Enrofloxacin Ciprofloxacin Dispersive liquid–liquid microextraction (DLLME) HPLC Chicken
Introduction
Enrofloxacin(1-cyclosporyl-6-fluoro-1, 4dihydro-4-oxo-7-[4ethyl-1-piperazinyl]-3-quinoline carboxylic acid) is a synthetic fluoroquinolone antimicrobial agent which has a wide spectrum activity against Enterobacteriaceae and other Gram-negative bacteria and some activity against certain Gram positive cocci (1-3). Enrofloxacin is taken orally in chicken, turkeys, pigs, and cattle (with food, milk replacement and/or in drinking water), or administered parenterally through intramuscular injection to pigs or subcutaneous injection to cattle. Ciprofloxacin is the main metabolite of enrofloxacin and it appears in various ratios in foodstuffs after the administration of enrofloxacin (4).
As a result of low ionization and expressive lipophilicity, like other fluoroquinolones, enrofloxacin is spread well and fast through all tissues of the organism (5, 6). Altough the antimicrobial mechanism of enrofloxacin is not compeletly understood, it is confirmed that it is a bactericidal agent that inhibits the function of two enzymes including topoisomerase II and topoisomerase IV. Topoisomerase II (DNA- gyrase) is responsible for DNA replication, which is essential for maintaining spherical twist in DNA (6).

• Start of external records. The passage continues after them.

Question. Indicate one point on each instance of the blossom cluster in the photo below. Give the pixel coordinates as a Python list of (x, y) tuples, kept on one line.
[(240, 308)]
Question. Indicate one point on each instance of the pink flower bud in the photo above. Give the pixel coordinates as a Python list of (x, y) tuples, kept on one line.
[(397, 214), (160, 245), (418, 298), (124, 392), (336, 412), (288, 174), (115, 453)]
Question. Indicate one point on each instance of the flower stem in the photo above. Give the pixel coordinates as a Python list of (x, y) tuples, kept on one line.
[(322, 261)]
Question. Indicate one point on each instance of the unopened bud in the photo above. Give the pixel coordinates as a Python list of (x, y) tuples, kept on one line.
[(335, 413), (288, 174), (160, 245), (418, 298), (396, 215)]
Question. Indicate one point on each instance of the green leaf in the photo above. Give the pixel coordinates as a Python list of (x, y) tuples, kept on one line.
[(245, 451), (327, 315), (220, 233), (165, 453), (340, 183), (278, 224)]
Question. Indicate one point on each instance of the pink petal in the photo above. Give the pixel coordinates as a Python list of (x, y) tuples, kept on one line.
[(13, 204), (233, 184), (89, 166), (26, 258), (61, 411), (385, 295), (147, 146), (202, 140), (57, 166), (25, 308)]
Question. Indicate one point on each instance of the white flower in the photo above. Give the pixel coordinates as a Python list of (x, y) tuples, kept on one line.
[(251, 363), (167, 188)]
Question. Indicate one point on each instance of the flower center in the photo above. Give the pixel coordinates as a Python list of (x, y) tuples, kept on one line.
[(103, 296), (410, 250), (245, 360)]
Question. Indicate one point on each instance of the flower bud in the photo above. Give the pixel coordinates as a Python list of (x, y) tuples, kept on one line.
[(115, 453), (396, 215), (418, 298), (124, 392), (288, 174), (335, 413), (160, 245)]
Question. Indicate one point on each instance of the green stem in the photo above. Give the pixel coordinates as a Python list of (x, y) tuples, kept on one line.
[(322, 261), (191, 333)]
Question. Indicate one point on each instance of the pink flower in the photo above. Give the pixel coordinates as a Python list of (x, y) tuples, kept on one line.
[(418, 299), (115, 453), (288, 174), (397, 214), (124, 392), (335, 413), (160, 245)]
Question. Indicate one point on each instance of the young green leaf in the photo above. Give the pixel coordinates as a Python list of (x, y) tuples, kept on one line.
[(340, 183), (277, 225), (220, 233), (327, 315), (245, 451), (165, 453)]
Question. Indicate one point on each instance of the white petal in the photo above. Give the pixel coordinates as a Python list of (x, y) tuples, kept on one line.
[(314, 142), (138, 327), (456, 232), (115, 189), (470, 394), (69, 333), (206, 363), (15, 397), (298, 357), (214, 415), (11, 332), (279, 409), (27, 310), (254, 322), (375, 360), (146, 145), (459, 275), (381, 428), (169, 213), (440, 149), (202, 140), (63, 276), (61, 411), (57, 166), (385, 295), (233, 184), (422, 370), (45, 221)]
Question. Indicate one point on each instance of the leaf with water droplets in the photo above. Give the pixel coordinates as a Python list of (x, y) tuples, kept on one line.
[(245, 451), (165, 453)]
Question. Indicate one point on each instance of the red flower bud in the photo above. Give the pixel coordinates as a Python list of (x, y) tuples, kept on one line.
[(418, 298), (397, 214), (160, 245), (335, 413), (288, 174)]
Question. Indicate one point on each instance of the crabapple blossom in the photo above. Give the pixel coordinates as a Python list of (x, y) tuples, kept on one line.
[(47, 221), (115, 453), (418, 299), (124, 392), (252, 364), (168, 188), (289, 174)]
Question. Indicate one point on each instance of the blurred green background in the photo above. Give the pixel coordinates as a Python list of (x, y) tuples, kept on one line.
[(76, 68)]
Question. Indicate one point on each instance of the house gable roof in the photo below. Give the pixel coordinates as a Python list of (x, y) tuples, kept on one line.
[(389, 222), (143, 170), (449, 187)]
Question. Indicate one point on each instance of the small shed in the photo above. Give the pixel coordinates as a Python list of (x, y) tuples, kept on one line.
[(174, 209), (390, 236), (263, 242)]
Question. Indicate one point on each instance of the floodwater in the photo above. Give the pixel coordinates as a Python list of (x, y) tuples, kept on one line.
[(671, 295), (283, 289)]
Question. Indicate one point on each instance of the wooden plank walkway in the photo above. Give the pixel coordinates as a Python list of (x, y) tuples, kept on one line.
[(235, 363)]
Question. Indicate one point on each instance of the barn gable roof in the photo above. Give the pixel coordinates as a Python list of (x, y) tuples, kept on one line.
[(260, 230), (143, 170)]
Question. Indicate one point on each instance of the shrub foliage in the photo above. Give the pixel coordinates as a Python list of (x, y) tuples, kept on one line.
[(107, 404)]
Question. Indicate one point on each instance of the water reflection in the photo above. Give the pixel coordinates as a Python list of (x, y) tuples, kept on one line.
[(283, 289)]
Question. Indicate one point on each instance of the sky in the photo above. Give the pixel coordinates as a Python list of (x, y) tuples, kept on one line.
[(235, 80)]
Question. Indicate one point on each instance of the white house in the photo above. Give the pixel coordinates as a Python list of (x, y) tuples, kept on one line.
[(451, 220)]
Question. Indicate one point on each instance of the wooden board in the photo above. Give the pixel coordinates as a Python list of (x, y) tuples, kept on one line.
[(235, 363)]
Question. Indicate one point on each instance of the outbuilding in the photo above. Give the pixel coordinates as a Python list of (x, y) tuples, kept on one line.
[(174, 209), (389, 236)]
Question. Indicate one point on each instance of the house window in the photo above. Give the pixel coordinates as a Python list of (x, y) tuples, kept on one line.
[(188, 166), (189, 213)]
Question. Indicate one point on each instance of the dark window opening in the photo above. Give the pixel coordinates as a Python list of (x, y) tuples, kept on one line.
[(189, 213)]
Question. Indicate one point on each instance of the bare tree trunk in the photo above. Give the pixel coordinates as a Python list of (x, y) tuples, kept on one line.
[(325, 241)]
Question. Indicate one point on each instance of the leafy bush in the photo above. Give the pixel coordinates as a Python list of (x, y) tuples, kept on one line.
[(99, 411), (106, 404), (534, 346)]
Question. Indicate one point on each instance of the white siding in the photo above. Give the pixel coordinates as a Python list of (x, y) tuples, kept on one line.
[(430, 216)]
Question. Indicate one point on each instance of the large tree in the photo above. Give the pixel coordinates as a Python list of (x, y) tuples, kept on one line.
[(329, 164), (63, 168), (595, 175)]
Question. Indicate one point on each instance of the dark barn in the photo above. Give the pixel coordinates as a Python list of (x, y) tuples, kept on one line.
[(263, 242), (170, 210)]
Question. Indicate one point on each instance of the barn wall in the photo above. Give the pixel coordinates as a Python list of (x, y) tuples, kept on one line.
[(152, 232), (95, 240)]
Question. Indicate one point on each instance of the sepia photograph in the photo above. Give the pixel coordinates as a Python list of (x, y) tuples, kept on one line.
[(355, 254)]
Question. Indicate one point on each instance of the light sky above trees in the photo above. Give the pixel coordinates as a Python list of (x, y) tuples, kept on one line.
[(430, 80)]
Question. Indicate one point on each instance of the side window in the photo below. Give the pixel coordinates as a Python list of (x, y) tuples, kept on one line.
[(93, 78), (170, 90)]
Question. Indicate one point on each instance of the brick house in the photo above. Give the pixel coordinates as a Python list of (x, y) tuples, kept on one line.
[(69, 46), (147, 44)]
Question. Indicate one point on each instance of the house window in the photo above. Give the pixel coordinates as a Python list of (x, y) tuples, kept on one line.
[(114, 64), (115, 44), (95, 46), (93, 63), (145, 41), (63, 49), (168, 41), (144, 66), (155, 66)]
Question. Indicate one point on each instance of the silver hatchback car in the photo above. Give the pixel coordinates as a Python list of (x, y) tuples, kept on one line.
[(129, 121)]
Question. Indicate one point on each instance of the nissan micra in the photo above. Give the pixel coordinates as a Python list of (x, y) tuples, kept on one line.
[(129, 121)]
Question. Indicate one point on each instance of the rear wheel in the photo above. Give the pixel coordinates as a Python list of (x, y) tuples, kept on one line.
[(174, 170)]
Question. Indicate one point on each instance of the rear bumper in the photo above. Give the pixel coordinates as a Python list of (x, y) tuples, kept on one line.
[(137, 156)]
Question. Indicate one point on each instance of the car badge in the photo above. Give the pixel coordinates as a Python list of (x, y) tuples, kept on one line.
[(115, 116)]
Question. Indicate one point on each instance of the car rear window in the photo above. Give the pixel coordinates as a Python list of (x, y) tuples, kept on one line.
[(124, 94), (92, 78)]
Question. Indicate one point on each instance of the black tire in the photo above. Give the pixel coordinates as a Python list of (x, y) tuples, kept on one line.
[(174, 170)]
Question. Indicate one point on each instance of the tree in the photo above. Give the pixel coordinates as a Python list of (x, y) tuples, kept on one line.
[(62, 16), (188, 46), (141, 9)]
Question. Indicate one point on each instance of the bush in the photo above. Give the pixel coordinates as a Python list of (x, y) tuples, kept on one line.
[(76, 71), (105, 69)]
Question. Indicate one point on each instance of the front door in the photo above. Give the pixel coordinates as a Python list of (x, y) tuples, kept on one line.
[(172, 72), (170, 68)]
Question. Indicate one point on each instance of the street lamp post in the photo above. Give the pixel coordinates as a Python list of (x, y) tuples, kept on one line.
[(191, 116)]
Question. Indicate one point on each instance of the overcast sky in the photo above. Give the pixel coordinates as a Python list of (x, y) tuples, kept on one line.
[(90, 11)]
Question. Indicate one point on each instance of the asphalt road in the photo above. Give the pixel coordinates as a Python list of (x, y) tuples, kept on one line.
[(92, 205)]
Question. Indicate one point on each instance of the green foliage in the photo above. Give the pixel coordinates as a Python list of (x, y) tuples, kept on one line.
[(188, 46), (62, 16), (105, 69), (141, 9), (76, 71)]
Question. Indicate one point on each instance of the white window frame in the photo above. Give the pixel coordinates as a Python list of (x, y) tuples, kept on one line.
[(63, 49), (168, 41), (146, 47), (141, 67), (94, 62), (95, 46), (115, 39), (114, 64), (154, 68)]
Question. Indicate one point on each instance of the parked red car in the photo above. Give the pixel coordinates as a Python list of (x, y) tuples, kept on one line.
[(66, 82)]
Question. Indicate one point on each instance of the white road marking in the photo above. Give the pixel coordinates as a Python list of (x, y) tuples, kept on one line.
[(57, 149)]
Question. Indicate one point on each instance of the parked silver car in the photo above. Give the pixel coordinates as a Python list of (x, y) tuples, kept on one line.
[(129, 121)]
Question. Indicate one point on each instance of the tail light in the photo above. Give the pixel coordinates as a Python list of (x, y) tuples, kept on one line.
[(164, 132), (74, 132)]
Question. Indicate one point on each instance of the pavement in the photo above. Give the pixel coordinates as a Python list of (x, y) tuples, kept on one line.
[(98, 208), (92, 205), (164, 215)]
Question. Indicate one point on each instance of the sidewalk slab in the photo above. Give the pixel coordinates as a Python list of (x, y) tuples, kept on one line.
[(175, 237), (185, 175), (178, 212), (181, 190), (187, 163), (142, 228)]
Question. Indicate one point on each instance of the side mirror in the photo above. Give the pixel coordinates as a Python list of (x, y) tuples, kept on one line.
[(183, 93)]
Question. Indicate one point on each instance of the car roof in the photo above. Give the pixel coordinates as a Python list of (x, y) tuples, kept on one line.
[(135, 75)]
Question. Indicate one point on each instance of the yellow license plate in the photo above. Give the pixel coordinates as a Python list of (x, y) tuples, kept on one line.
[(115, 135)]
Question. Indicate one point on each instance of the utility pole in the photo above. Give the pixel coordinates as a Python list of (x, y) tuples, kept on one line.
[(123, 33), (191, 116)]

Veterinary drugs are used on a large scale as growth promoters or for the prevention and therapy of infectious diseases in food producing animals such as pigs, calves, poultry, and fish because of their good effectiveness (7-9).
The antimicrobial properties of enrofloxacin show that it has advantages for use in poultry. It is used for the treatment of common poultry infections such as mycoplasmal infection, colibacillosis, and pasteurellosis (10).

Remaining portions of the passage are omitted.